Now, you might be saying, yes, but we can't pay our drivers less (the common "cure"). True. If you pay drivers less, you get people who hate going to work and who make poor decisions at the wheel of a bus. I understand paying them as professionals to do professional work. So then, what's the answer?

The answer lies somewhere in the middle of privatization and government takeover. The answer is not privatization, because this treating-public-transit-as-a-private-corporation-driven-solely-by-profit thing is exactly what created this. The uncomfortable reality is: in order for public transit to remain "public", it has to remain in place for the people that you don't necessarily make money on. If it does not, it ceases to be "public". It's that simple.

A balance must be struck where public money goes to public transportation. However, it then must be overseen in order to reduce waste and harmful spending habits of private companies entrusted with public transportation.

Examples can be seen in other states where money is taken from the state-wide tax pool in order to partially fund public transportation in cities that need and use it. "WHAT??? you mean that I will have to pay for something I don't use except when I take the incline to Mt.

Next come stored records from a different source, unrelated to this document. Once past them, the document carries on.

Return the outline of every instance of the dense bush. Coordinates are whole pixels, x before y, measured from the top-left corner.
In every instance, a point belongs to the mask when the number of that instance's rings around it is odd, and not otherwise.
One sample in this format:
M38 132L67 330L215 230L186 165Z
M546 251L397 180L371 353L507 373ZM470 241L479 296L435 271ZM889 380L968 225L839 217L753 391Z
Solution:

Washington when I go to light up night???" To that I say, I've never driven on any roads in Cranberry Township and my taxes go to that...

While it would never work for various reasons, I would love to see a one-day Port Authority shutdown. "Ew gross, this trash is left here from yesterday!" "O, I guess the janitor couldn't make it to work" "Hey, all my cubicle-mates are here, let's go get coffee!" "O wait, it's closed because the cashier isn't here." "O well, off to my doctor's appointment!" "O, that's closed too because the dental assistant and receptionist both couldn't make it"

Cuts in public transportation affect the public because they disproportionately affect the poor.